Brigitte Werfel January 23, 2020 Mutual Fund
Make sure the management team has not changed by the way. You do not want to pay for fabulous past results only to find out there is a new portfolio manager in town running your mutual fund. Watch out for the fad funds by the way. By the time an entire mutual fund sector is hot, and ripping up the charts with performance, it is too late 90% of the time, for you to be an investor. You do not want start becoming an investor in gold as it passes $1200 per ounce. That is the time you want to be thinking about exiting, not entering.
Funds are usually chosen by those that want to cut down on the risk. The diversity of mutual funds allows for investing in more than one source. A mix of bonds, money market securities or stocks make up a fund in order to cut the risk of putting everything in one place. They are rated in order to help the investor chose which funds are right for them. Each company has its own standards for determining a funds rating.
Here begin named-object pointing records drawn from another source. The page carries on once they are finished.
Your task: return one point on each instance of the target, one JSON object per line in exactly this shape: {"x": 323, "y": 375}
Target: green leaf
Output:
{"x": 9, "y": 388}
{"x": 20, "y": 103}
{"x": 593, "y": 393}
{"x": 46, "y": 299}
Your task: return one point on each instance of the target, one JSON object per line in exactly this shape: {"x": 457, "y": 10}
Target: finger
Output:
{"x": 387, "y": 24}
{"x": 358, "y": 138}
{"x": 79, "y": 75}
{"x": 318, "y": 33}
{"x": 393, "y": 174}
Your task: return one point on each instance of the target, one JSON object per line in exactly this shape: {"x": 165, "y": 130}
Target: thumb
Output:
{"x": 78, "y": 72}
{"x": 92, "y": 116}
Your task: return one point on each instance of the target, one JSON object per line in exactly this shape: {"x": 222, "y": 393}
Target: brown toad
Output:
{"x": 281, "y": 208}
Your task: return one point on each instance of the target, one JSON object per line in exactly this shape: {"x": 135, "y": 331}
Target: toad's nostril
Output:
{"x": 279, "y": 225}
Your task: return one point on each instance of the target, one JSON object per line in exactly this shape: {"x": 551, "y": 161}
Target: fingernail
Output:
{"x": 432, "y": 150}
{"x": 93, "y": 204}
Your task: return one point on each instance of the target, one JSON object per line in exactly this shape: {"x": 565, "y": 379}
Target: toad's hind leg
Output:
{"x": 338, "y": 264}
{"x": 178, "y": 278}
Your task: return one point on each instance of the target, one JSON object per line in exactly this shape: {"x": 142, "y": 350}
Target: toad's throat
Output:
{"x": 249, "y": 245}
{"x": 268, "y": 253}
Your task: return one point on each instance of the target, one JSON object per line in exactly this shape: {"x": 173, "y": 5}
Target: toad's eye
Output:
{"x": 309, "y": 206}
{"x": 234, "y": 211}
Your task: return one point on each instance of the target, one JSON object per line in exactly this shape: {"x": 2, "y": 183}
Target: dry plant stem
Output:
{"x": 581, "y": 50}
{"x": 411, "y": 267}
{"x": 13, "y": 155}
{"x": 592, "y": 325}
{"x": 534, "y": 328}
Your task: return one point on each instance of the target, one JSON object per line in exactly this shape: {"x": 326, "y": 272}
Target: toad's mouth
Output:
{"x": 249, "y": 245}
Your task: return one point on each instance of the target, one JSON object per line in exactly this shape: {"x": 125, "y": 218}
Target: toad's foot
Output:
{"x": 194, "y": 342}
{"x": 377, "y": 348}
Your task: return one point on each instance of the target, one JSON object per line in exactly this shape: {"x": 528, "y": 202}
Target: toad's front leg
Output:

Dismiss recent results Past performance is no indicator of future results. No truer words could ever be spoken and they are included in every mutual fund advertisement. But it is extremely difficult to ignore these numbers which the fund companies conveniently place in big bold letters - immediately above the fine print warning us. Nothing is more attractive than a fund with a great record, especially given the dismal performance in the market.
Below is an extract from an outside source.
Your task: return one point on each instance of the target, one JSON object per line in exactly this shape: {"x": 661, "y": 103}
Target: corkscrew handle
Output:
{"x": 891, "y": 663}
If any of this scares you, rethink your investments. The asset allocation model where they show you a pie chart with so many stocks, so many bonds and maybe 3% cash is a failure. This was designed for institutions with 100% investible assets, not for individuals with lifestyle needs and expenses. You will never see any real estate in that pie chart, yet for most Americans, their home is worth more than their other investments
The trading strategy for each group will be different. One group may only require a "minimum hold" of 30 days while another may require 90 days. A `dividend` group may result in very infrequent trades while a `sector` group may trade more frequently because of changes in the economy and offer opportunities for large gains, large profits. You may, as I have, have two or even three different strategies for the same group of funds, one based on more frequent trading then the other.
Because these funds are not actively managed, you cannot weed out under-performing securities from the overall index. This can and does have a detrimental effect on your returns. If market conditions warrant action, index funds usually will not be altered unless it happens to coincide with their regular re-balancing schedule.